Recipes
This document contains practical patterns and solutions for common problems encountered when building applications with Huey. Each recipe includes a working example and discussion of the tradeoffs involved.
Key/Value Data Storage
The Huey result-store can be used directly if you need a convenient way to cache arbitrary key/value data:
@huey.task()
def calculate_something():
# By default, the result store treats get() like a pop(), so in
# order to preserve the data so it can be read again, we specify
# the second argument, peek=True.
prev_results = huey.get('calculate-something.result', peek=True)
if prev_results is None:
# No previous results found, start from the beginning.
data = start_from_beginning()
else:
# Only calculate what has changed since last time.
data = just_what_changed(prev_results)
# We can store the updated data back in the result store.
huey.put('calculate-something.result', data)
return data
See Huey.get() and Huey.put() for additional details.
Exponential Backoff Retries
Huey supports retries and retry_delay, but does not support exponential
backoff out-of-the-box.
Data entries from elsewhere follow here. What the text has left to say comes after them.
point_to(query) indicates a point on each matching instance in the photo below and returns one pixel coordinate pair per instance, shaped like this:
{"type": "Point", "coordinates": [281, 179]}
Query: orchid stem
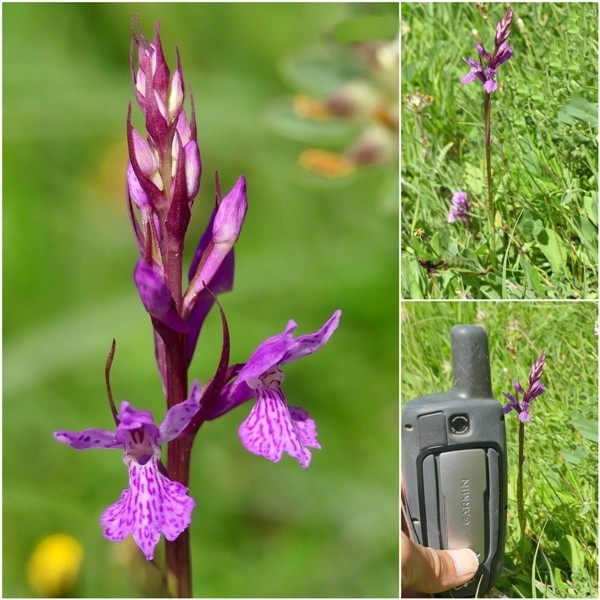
{"type": "Point", "coordinates": [520, 503]}
{"type": "Point", "coordinates": [487, 105]}
{"type": "Point", "coordinates": [178, 559]}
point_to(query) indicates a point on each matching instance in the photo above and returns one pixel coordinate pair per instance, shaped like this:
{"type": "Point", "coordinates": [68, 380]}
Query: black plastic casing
{"type": "Point", "coordinates": [454, 463]}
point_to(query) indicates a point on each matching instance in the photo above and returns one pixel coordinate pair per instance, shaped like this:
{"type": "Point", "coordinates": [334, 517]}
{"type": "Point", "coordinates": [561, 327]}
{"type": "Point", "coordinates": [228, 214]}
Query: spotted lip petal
{"type": "Point", "coordinates": [153, 504]}
{"type": "Point", "coordinates": [274, 351]}
{"type": "Point", "coordinates": [273, 428]}
{"type": "Point", "coordinates": [88, 439]}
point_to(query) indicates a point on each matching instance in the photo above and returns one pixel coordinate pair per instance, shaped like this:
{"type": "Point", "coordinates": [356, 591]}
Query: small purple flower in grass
{"type": "Point", "coordinates": [487, 72]}
{"type": "Point", "coordinates": [153, 504]}
{"type": "Point", "coordinates": [535, 389]}
{"type": "Point", "coordinates": [273, 427]}
{"type": "Point", "coordinates": [460, 207]}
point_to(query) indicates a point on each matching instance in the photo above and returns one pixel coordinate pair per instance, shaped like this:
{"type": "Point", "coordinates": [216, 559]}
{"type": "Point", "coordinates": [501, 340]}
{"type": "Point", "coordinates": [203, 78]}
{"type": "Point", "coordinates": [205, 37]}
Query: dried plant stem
{"type": "Point", "coordinates": [487, 107]}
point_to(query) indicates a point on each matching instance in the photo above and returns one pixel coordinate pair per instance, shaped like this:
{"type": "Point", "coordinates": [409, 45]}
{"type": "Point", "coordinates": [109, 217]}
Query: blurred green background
{"type": "Point", "coordinates": [259, 529]}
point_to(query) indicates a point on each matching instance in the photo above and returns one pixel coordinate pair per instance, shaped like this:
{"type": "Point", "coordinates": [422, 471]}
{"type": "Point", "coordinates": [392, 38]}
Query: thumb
{"type": "Point", "coordinates": [431, 571]}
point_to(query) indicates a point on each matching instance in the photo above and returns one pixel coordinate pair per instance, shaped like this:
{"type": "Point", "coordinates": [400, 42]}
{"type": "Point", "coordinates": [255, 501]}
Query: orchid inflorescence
{"type": "Point", "coordinates": [163, 178]}
{"type": "Point", "coordinates": [459, 208]}
{"type": "Point", "coordinates": [502, 52]}
{"type": "Point", "coordinates": [534, 389]}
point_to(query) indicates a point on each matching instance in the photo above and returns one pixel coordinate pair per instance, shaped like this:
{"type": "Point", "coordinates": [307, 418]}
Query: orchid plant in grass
{"type": "Point", "coordinates": [522, 404]}
{"type": "Point", "coordinates": [163, 178]}
{"type": "Point", "coordinates": [485, 70]}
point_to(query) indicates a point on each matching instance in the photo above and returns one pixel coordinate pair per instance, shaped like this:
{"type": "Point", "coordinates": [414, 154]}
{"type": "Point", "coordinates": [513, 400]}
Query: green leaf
{"type": "Point", "coordinates": [526, 223]}
{"type": "Point", "coordinates": [442, 154]}
{"type": "Point", "coordinates": [579, 109]}
{"type": "Point", "coordinates": [574, 457]}
{"type": "Point", "coordinates": [572, 551]}
{"type": "Point", "coordinates": [590, 204]}
{"type": "Point", "coordinates": [588, 428]}
{"type": "Point", "coordinates": [551, 247]}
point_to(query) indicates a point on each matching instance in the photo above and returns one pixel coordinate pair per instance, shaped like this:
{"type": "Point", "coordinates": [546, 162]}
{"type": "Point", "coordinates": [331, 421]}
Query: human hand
{"type": "Point", "coordinates": [431, 571]}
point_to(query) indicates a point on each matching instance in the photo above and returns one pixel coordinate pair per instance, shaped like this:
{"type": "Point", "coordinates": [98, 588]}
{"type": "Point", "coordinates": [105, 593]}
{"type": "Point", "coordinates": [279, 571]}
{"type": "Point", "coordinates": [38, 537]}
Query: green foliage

Exponential backoff is important when calling external
services – without it, a fleet of workers retrying at the same interval can
create a “thundering herd” that overwhelms a recovering service.
We can implement exponential backoff with a small decorator that leverages
the context=True parameter to access and modify the task instance:
import functools
def exp_backoff_task(retries=10, retry_backoff=1.15):
def deco(fn):
@functools.wraps(fn)
def inner(*args, **kwargs):
task = kwargs.pop('task')
try:
return fn(*args, **kwargs)
except Exception:
task.retry_delay *= retry_backoff
raise
return huey.task(retries=retries, retry_delay=1, context=True)(inner)
return deco
@exp_backoff_task(retries=5, retry_backoff=2)
def call_external_api(endpoint, payload):
resp = requests.post(endpoint, json=payload)
resp.raise_for_status()
return resp.json()
If the consumer starts executing the task at 12:00:00, the retry schedule
would look like:
12:00:00first call12:00:02retry 1 (delay=1*2=2s)12:00:06retry 2 (delay=2*2=4s)12:00:14retry 3 (delay=4*2=8s)12:00:30retry 4 (delay=8*2=16s)12:01:02retry 5 (delay=16*2=32s)
Note
The retry_delay is modified on the task instance itself, so the change
persists across retries. The initial retry_delay=1 is set when the task
is registered, and gets multiplied by retry_backoff on each failure.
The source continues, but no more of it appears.